Recently, President Trump unveiled the U.S. AI Action Plan, which surprised many by prioritizing the encouragement of open-source and open-weight AI. This shift elevates what was once a technical subject to a pressing national issue, positioning it as a critical strategy in the race against China in the AI sector. China’s own Action Plan, released shortly after the U.S. Announcement, emphasizes open-source initiatives, making the competition in this area increasingly vital. The global influence associated with more open models from China highlights their leadership in this domain.

The Rise of Open-Source AI

The release of DeepSeek-R1, a powerful open-source large language model (LLM) from China, earlier this year lacked the usual fanfare—no press tours, no flashy demonstrations, and no keynote speeches.

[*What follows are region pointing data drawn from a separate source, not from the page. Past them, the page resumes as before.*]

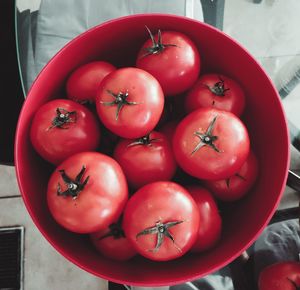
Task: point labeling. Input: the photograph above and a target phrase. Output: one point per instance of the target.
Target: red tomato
(113, 244)
(211, 144)
(216, 91)
(210, 220)
(238, 185)
(87, 192)
(61, 128)
(130, 102)
(280, 276)
(161, 220)
(146, 159)
(172, 58)
(169, 129)
(83, 83)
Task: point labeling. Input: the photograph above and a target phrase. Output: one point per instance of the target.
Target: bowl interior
(118, 41)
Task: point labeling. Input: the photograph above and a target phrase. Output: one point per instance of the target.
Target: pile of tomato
(144, 153)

Instead, it offered open weights and open science, allowing anyone with the necessary skills and resources to run, replicate, or adapt the model. This openness led to a swift response from researchers and developers, resulting in DeepSeek becoming the most-liked model on Hugging Face within days, spawning thousands of variants utilized by major tech companies, research labs, and startups. Notably, this surge of adoption was not limited to international users; American developers began building on these Chinese foundations.

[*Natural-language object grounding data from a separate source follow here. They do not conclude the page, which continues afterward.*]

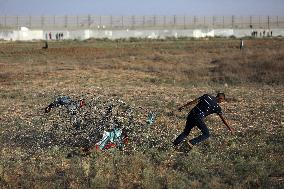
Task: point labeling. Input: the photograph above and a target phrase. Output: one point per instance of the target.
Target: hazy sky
(142, 7)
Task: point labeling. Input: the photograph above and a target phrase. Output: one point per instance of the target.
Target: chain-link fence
(140, 22)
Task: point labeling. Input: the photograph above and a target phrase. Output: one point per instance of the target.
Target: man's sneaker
(186, 146)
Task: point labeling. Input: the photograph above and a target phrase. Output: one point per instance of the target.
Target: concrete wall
(25, 34)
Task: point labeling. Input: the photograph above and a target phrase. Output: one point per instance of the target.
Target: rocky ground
(136, 78)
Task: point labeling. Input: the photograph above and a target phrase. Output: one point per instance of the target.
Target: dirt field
(149, 75)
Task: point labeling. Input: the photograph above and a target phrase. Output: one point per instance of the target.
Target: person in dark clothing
(45, 45)
(71, 105)
(206, 105)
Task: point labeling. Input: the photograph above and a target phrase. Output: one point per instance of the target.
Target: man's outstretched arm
(226, 123)
(188, 104)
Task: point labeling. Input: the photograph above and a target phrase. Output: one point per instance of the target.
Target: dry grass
(158, 75)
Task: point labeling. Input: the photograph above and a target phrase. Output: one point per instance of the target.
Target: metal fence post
(66, 21)
(5, 21)
(77, 21)
(42, 21)
(89, 21)
(30, 22)
(54, 21)
(17, 21)
(132, 21)
(184, 27)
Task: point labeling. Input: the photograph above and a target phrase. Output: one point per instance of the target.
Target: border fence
(140, 22)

The Impact on the U.S. Market

In just a week, the U.S. Stock market reacted negatively to this development. DeepSeek was merely the beginning; numerous Chinese research groups are now advancing the boundaries of open-source AI, sharing not only powerful models but also the accompanying data, code, and scientific methodologies. They are progressing rapidly and transparently. In contrast, many U.S.-based companies, once pioneers of the modern AI revolution, are increasingly restricting access to their flagship models like GPT-4, Claude, and Gemini. These models are now primarily accessible through chatbots or APIs, which allow interaction but do not provide insight into their inner workings, retraining capabilities, or free usage. The proprietary nature of these models is tightly controlled by a handful of tech giants.

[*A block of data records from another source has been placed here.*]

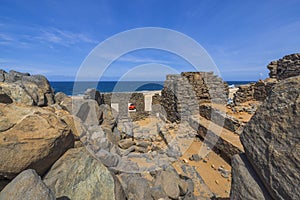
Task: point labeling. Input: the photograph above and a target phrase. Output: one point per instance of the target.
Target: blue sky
(54, 37)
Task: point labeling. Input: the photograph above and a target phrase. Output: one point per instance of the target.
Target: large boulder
(26, 89)
(271, 140)
(27, 185)
(135, 186)
(30, 137)
(77, 175)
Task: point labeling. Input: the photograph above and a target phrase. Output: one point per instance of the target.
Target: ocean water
(114, 86)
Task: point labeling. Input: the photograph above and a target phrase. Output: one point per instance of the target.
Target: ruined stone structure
(183, 93)
(253, 92)
(286, 67)
(269, 169)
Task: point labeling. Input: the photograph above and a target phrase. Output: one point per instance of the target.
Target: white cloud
(62, 37)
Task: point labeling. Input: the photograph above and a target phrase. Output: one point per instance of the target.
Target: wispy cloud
(62, 37)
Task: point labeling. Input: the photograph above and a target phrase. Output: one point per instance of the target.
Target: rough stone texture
(16, 93)
(182, 93)
(87, 110)
(271, 140)
(75, 124)
(171, 184)
(245, 182)
(135, 186)
(286, 67)
(219, 117)
(30, 137)
(77, 175)
(23, 88)
(27, 185)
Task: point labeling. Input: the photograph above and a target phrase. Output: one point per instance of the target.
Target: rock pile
(270, 140)
(23, 88)
(182, 94)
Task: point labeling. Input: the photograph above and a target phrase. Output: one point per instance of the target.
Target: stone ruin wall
(134, 97)
(183, 93)
(286, 67)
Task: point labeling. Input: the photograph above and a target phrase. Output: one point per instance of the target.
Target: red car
(132, 107)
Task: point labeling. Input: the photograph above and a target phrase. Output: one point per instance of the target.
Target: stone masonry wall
(286, 67)
(183, 93)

A Dramatic Shift in Leadership

This marks a significant turnaround; between 2016 and 2020, the U.S. Was the global leader in open-source AI. Research labs from Google, OpenAI, Stanford, and others released groundbreaking models and methods that laid the groundwork for contemporary AI. The transformer architecture, essential to ChatGPT, emerged from this open environment. Hugging Face was established during this time to democratize access to these technologies. Now, the U.S. Is losing its edge, with serious implications. American scientists, startups, and institutions are increasingly compelled to rely on Chinese open models because the best U.S. Alternatives are locked behind APIs. As new open models are developed abroad, companies like DeepSeek and Alibaba solidify their roles as foundational components of the global AI ecosystem.

The Risks of Proprietary Models

Furthermore, there is a deeper concern: every advancement in AI, including the most proprietary systems, is built upon open foundations. Proprietary models rely on open research, from transformer architecture to training libraries and evaluation frameworks. More critically, open-source fosters a nation’s ability to innovate rapidly. It promotes swift experimentation, lowers entry barriers, and generates cumulative innovation. When openness declines, the entire ecosystem suffers. If the U.S. Lags in open-source initiatives today, it risks falling behind in AI as a whole.

The Importance of Open Models

This situation is crucial not only for innovation but also for security, science, and democratic governance. Open models provide transparency and auditability, enabling governments, educators, healthcare institutions, and small businesses to tailor AI to their specific needs without being tethered to vendors or dependent on opaque systems. The U.S. Must develop more and better open-source models and artifacts. Institutions advocating for openness should build upon their successes. For instance, Meta’s open-weight Llama family has led to thousands of variations on Hugging Face, and the Allen Institute for AI continues to publish outstanding fully open models.